How green was my Eliot?

How green was my Eliot?

"The strangeness of these instructions was compounded by the fact that the Sitwells noticed, while dining with him, that he was wearing face powder, “pale but distinctly green, the colour of forced lily-of-the-valley.” Their observation confirmed what Virginia Woolf thought she had seen— green powder on his face. The year before, she had suspected that he painted his lips, and in March 1922 Clive Bell told Vanessa Bell that Eliot “has taken to powdering his face green—he looks interesting and cadaverous.” Osbert Sitwell’s explanation for this use of makeup was that he wore it in order to accentuate his look of suffering, so that he might more easily provoke sympathy. This would undoubtedly conform with Eliot’s strongly realized sense of drama, contemplating himself as a romantic or dramatic figure, as he once said of Cyrano de Bergerac, and thus enjoying his situation all the more keenly—as if only by displaying his suffering could he actually experience or deal with it.
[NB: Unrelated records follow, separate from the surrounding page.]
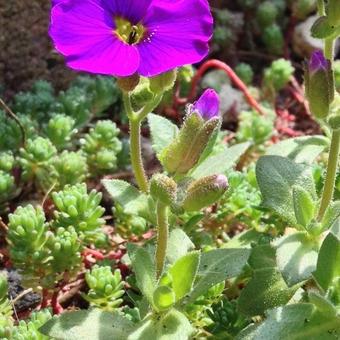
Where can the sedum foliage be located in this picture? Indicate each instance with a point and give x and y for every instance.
(75, 207)
(106, 288)
(101, 147)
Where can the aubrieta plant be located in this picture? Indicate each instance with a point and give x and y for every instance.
(270, 269)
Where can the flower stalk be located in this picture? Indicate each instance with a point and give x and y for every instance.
(136, 119)
(136, 155)
(162, 237)
(333, 157)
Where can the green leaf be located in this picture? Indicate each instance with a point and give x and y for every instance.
(183, 273)
(294, 322)
(164, 297)
(215, 267)
(276, 177)
(221, 162)
(163, 132)
(132, 200)
(266, 290)
(328, 265)
(244, 240)
(296, 257)
(144, 269)
(304, 206)
(262, 256)
(179, 244)
(171, 326)
(300, 149)
(88, 324)
(322, 304)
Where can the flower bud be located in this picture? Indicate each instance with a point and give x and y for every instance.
(128, 84)
(142, 94)
(164, 298)
(163, 82)
(333, 13)
(208, 105)
(201, 123)
(204, 192)
(319, 83)
(163, 189)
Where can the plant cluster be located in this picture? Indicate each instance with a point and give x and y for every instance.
(47, 252)
(243, 235)
(41, 148)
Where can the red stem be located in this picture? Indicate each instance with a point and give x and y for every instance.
(214, 63)
(95, 253)
(56, 307)
(44, 299)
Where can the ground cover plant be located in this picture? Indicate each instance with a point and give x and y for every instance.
(142, 203)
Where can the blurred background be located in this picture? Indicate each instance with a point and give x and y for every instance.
(252, 31)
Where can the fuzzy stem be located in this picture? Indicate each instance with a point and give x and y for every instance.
(136, 155)
(332, 166)
(333, 157)
(162, 237)
(321, 8)
(329, 49)
(56, 306)
(136, 119)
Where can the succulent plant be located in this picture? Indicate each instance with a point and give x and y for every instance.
(101, 147)
(106, 288)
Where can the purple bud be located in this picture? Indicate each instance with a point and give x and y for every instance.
(318, 61)
(208, 105)
(221, 181)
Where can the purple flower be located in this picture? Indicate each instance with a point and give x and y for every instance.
(123, 37)
(318, 61)
(208, 105)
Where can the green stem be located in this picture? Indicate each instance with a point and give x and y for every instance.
(321, 8)
(332, 166)
(136, 155)
(162, 237)
(329, 49)
(333, 156)
(136, 119)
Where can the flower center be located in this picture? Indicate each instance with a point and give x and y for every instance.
(127, 32)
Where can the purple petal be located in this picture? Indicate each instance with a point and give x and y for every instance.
(134, 10)
(208, 105)
(84, 32)
(318, 61)
(178, 34)
(110, 57)
(56, 2)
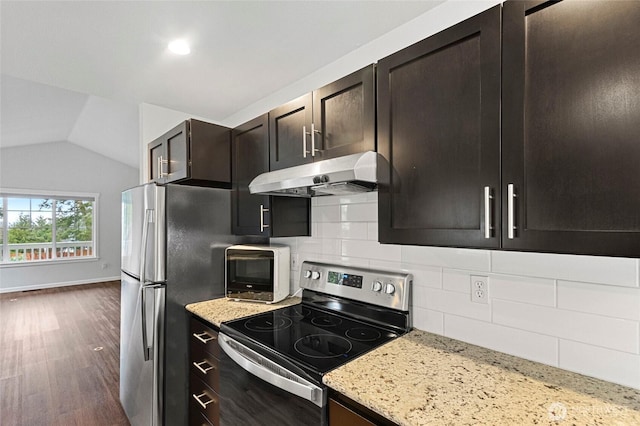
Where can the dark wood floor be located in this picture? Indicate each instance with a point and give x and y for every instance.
(52, 371)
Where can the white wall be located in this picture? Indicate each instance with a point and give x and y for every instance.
(65, 167)
(579, 313)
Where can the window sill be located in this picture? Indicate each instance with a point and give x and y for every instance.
(48, 262)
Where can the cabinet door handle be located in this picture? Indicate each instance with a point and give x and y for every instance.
(263, 226)
(203, 404)
(511, 220)
(161, 162)
(199, 366)
(304, 141)
(313, 140)
(487, 212)
(202, 338)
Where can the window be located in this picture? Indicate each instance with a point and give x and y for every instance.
(44, 226)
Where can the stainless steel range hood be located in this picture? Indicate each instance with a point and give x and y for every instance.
(350, 174)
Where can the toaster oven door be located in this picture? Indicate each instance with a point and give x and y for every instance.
(250, 274)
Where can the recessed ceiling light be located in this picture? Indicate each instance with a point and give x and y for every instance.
(179, 47)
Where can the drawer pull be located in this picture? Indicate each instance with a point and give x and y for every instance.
(202, 337)
(204, 370)
(202, 404)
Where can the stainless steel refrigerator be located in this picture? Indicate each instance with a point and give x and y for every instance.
(173, 241)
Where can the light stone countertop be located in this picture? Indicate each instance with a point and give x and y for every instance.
(426, 379)
(217, 311)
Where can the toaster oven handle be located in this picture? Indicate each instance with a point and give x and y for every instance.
(270, 371)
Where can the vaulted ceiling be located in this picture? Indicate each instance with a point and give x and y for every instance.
(68, 66)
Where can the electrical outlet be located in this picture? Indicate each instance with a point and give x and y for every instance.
(479, 289)
(295, 261)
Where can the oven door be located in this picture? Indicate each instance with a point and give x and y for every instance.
(256, 390)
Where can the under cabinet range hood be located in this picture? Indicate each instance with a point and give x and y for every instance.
(350, 174)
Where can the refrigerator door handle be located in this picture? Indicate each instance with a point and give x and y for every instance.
(147, 349)
(148, 219)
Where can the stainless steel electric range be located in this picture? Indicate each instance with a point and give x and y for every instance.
(272, 363)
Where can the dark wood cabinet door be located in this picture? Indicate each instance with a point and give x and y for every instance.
(290, 133)
(250, 157)
(571, 120)
(209, 154)
(177, 153)
(156, 160)
(439, 128)
(344, 116)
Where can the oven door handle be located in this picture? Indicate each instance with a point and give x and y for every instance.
(271, 372)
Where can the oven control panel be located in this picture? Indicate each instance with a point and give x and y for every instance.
(384, 288)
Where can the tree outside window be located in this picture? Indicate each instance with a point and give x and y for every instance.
(44, 228)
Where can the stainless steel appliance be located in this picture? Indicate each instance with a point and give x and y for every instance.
(350, 174)
(272, 364)
(173, 242)
(257, 273)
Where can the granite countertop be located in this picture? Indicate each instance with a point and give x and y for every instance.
(217, 311)
(422, 378)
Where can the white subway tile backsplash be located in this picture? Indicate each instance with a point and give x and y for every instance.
(619, 302)
(372, 231)
(457, 281)
(344, 230)
(359, 212)
(330, 213)
(427, 320)
(536, 291)
(370, 250)
(592, 269)
(476, 260)
(454, 303)
(612, 333)
(319, 246)
(513, 341)
(425, 276)
(618, 367)
(419, 296)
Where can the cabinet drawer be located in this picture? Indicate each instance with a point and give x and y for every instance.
(205, 366)
(197, 418)
(203, 401)
(204, 337)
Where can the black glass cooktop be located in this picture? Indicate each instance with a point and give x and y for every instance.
(318, 340)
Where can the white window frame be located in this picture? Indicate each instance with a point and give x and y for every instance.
(34, 193)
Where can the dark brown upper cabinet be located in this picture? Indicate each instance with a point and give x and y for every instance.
(439, 128)
(261, 215)
(290, 127)
(571, 120)
(192, 153)
(335, 120)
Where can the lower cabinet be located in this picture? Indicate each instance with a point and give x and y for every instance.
(346, 412)
(204, 376)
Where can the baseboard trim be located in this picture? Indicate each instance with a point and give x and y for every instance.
(61, 284)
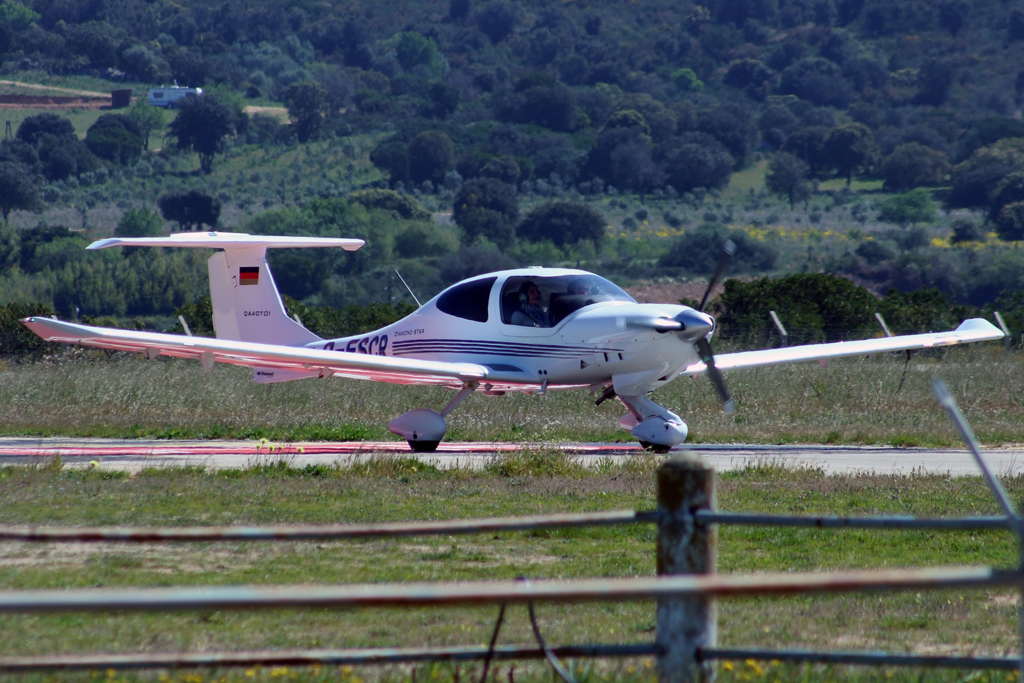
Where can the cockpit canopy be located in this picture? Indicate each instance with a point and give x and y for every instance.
(544, 302)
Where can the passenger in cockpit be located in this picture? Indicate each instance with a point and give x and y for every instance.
(578, 287)
(530, 313)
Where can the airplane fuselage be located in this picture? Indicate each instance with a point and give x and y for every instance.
(589, 345)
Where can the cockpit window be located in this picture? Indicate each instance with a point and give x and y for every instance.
(544, 302)
(468, 301)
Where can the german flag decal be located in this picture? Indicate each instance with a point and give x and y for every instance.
(249, 275)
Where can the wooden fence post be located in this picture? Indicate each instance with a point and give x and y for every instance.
(684, 485)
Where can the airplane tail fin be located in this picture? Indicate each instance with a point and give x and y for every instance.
(247, 305)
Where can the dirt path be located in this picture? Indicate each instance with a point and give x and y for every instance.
(36, 86)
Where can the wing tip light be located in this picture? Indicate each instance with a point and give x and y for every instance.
(980, 325)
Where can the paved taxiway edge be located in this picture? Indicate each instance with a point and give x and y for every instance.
(132, 456)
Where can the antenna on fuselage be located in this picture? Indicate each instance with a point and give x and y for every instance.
(420, 305)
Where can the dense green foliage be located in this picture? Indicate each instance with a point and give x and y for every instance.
(817, 307)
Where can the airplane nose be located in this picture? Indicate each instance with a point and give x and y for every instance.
(695, 325)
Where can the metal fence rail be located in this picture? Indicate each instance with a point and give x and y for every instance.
(459, 526)
(312, 657)
(895, 522)
(860, 658)
(499, 592)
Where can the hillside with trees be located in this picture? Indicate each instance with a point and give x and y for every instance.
(878, 139)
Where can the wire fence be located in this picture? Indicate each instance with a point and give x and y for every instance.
(684, 590)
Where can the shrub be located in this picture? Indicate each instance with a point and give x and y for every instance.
(912, 165)
(698, 251)
(402, 206)
(563, 223)
(485, 207)
(912, 207)
(190, 209)
(812, 306)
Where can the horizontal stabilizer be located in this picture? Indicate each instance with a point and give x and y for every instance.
(229, 240)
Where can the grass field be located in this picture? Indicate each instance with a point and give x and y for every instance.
(855, 400)
(391, 489)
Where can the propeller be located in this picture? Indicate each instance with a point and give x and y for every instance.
(704, 346)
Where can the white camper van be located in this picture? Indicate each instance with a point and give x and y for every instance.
(168, 96)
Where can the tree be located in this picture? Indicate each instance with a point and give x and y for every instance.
(444, 99)
(552, 107)
(850, 148)
(776, 123)
(1010, 189)
(415, 49)
(402, 206)
(497, 20)
(695, 160)
(628, 119)
(148, 119)
(35, 127)
(502, 168)
(786, 176)
(488, 208)
(809, 143)
(912, 207)
(115, 137)
(563, 223)
(139, 223)
(817, 81)
(190, 209)
(813, 306)
(1010, 221)
(18, 189)
(202, 125)
(306, 102)
(391, 156)
(459, 9)
(912, 165)
(431, 156)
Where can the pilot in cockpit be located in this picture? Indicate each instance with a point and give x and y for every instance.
(580, 287)
(530, 313)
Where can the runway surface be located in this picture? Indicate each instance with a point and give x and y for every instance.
(132, 456)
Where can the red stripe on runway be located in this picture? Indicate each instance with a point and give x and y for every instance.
(341, 449)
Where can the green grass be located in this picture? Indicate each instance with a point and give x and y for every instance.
(752, 177)
(855, 400)
(390, 489)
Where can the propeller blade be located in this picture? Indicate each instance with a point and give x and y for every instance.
(716, 377)
(728, 251)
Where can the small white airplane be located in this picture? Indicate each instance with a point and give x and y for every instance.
(524, 330)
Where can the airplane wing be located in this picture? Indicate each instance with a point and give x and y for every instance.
(973, 330)
(312, 361)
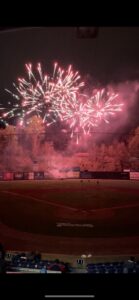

It is significant that the only people who noticed his makeup, and probably the only ones in whose company he wore it, were writers and artists; it is unlikely he powdered his face before going to the bank, for example. His sensitivity to atmosphere was such that he may have wanted to live up to it; wearing face powder made him look more modem, more interesting, a poet rather than a bank official. He was too intelligent not to realize the effect he had on others—that slightly chilling and aloof quality on which his friends often commented—and this was one way of mitigating it."